Friday, May 28, 2010
On the Horizon in the World of Books
Hi Meltingpot Readers,
Yesterday I spent the entire day at Book Expo America. Book Expo is the largest trade event for the publishing industry in the United States.
BookExpo is the event where bookstore owners -- from Amazon to your local indie book shop -- and librarians come to find out what the hot new titles are going to be for the following year. The press is also there as well as book bloggers and film and TV folks who might be interested in turning a good book into a movie or TV series.
So, I went to BookExpo to try to spread the word about my new novel, Substitute Me. I wore my new sneakers and and hit the floor at 10am and didn't stop moving until the show was over at 5:00pm. My goal was to hand out my 150 flyers to as many bookstore owners and librarians as possible. I still had 10 flyers left when I came home, but I'm happy with my efforts.
Of course I didn't spend the whole day thinking about Substitute Me. I was also interested to see what new books would be coming out. Most publishers only showcase their big titles like Terry McMillan's highly anticipated sequel to Waiting to Exhale called, Getting to Happy. Or the next Diary of a Wimpy Kid book. (My older son can't wait for that.)
To be honest, I was disappointed by the lack of titles I saw with multicultural characters or authors of color being highlighted. At least in the children's section I was thrilled to visit the Barefoot Books booth. If you haven't heard of this wonderful publisher of books with a multicultural, environmental and an all-around positive perspective on childhood, I encourage you to check them out. And they have a wonderful selection of Spanish titles too.

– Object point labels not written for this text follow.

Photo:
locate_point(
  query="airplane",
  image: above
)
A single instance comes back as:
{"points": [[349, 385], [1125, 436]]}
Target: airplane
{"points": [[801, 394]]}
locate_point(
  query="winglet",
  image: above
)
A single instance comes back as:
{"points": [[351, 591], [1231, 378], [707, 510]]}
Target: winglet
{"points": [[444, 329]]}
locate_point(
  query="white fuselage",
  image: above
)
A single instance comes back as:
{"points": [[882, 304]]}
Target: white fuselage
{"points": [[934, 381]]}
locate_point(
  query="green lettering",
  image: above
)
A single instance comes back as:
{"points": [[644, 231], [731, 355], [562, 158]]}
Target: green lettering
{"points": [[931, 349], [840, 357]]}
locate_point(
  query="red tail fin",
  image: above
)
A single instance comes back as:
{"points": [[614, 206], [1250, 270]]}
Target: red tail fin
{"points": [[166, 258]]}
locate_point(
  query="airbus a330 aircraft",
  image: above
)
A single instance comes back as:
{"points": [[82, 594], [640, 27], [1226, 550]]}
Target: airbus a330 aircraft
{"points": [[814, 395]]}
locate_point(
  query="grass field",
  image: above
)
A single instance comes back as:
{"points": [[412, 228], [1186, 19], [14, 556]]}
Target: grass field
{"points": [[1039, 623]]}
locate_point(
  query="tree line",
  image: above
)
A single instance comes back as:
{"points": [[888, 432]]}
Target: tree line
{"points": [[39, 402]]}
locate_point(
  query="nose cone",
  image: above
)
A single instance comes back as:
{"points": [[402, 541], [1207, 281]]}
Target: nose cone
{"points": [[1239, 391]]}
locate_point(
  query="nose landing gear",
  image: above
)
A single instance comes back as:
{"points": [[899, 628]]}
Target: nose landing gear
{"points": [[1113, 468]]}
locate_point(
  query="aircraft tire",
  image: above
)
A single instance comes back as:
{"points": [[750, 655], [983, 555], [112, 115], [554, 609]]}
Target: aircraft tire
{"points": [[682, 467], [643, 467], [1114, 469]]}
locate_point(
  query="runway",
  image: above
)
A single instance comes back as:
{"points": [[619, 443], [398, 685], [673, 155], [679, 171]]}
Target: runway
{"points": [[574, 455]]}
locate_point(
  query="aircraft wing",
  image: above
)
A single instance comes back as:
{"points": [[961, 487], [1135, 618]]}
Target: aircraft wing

I also almost peed my pants when I saw a new book by one of my favorite childhood authors, Katherine Patterson. I loooovvveed Bridge to Terabithia, but honestly I thought Patterson had died in the '90s. But no. She's 77 years old, has just been named the new Ambassador of Children's Literature and has penned a new story called, The Day of the Pelican and it's about a family who has to flee from Kosovo after the war breaks out. Way to keep it fresh. To read more about Patterson, check out her website.
I did find one book I'm anxious to read called, My Masai Life: From Suburbia to Savannah. As you can imagine, it's about a young White woman's escape from what she describes as her meaningless existence in America to live with a poor Masai community in rural Kenya. I'll let you know how it goes.
So that sums up my whirlwind experience at BEA 2010. What books are you looking forward to reading in the upcoming months?